In the general population, the suPAR level is higher in females than in males. The median suPAR level for men and women in blood donors is 2.22 ng/mL and 2.54 ng/mL, respectively. In general, women have slightly higher suPAR than men. suPAR levels are higher in serum than in plasma for the same individual.
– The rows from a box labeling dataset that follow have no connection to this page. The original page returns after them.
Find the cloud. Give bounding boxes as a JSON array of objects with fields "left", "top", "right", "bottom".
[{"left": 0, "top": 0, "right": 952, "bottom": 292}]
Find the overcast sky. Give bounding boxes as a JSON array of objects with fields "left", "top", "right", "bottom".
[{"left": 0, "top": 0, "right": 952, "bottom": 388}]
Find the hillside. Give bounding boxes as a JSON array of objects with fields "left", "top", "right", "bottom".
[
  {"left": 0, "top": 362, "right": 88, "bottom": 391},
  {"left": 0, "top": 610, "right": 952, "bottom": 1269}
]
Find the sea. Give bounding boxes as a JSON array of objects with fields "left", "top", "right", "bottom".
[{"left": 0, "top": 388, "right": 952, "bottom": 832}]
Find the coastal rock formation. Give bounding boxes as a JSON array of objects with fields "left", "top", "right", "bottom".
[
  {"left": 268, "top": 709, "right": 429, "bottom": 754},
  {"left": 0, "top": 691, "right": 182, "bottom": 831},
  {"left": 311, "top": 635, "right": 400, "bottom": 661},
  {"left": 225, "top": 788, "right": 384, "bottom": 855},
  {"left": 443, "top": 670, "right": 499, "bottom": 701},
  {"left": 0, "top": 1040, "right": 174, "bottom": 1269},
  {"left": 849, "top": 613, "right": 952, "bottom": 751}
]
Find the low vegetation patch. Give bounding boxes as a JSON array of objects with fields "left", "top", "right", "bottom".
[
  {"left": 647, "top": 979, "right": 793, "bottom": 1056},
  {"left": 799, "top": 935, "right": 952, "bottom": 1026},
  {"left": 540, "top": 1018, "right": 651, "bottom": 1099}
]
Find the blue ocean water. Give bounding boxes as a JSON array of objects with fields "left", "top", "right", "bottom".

== Clinical significance ==
suPAR is a biomarker reflecting the level of activity of the immune system in response to an inflammatory stimulus. suPAR levels positively correlate with pro-inflammatory biomarkers, including tumor necrosis factor-α (TNFα)  and C-reactive protein (CRP) and other parameters, including leukocyte counts. suPAR is also associated with organ damage in various diseases.[2-5] Elevated levels of suPAR are associated with increased risk of systemic inflammatory response syndrome (SIRS), cancer, focal segmental glomerulosclerosis, cardiovascular disease, type 2 diabetes, infectious diseases, HIV, and mortality.

=== Acute medical patients ===
In the emergency departments, suPAR can aid in the triage and risk assessment of patients. This allows for many patients can be discharged rather than admitted. This also ensures that the most ill patients are prioritised first and put under careful observation without delay. A suPAR level below 4 ng/mL indicates a good prognosis in acute medical patients and supports discharge. In contrast, patients presenting with a suPAR level above 6 ng/mL have a high risk of a negative outcome.

=== COVID-19 ===
In COVID-19, an early elevation of suPAR, e.g. in patients that present with symptoms of SARS-CoV-2 infection, is associated with an increased risk of severe COVID-19 development, which may lead to respiratory failure, acute kidney injury, and death. Clinical relevant cut-offs have been identified with a suPAR below 4 ng/mL indicating low risk of adverse outcomes and a suPAR above 6 ng/mL for high risk of negative outcomes such as severe respiratory failure.

== Cardiovascular diseases ==
The suPAR level is elevated in patients with cardiovascular diseases compared to healthy individuals. suPAR is a predictor of cardiovascular morbidity and mortality in the general population.

== Nephrology ==
In the kidneys, suPAR plays a role in regulating the permeability of the glomerular filtration barrier. An elevated suPAR level is associated with chronic renal diseases, the future incidence of chronic renal diseases, and declining eGFR. A high level is significantly associated with mortality and incidence of cardiovascular diseases in these patients.

== Molecular characteristics ==
suPAR has a secondary structure of 17 anti-parallel β-sheets with three short α-helices. It consists of the three homologous domains D1, D2, and D3. Comparing cDNA sequences, D1 differs from D2 and D3 in its primary and tertiary structure, causing its distinct ligand binding properties.

uPAR has cleavage sites for several proteases in the linker region (chymotrypsin, elastase, matrix metalloproteases, cathepsin G, plasmin, urokinase plasminogen activator [uPA, or urokinase]), and in the GPI anchor (phospholipase C and D, cathepsin G, plasmin).

The GPI-anchor links uPAR to the cell membrane making it available for uPA binding. When uPA is bound to the receptor, a cleavage between the GPI-anchor and D3 forms suPAR. Of the three suPAR forms: suPAR1-3, suPAR2-3, and suPAR1, suPAR2-3 is the chemotactic agent for promoting the immune system.

The molecular weight of suPAR varies between 24–66 kDa due to variations in posttranslational glycosylations. Additional isoforms generated by alternative splicing have been described on the RNA level, but whether these are transcribed and their possible roles remain unclear.

== Plasma and serum levels ==
suPAR is mainly measured in serum and plasma isolated from human venous blood.

== Technology ==
The suPAR level can be measured using the  suPARnostic® product line. suPARnostic® is a CE-IVD certified antibody-based product range applied for quantitative measurements of suPAR in the clinical setting. Three product formats are available: 1) TurbiLatex, validated for clinical chemistry systems currently including the Roche Diagnostics cobas c501/2 and c701/2 systems; the Siemens ADVIA XPT and Atellica systems, and the Abbott Architect c and Alinity systems. 2) Quick Triage, which is a platform that is applied at the Point-Of-Care. 3) ELISA.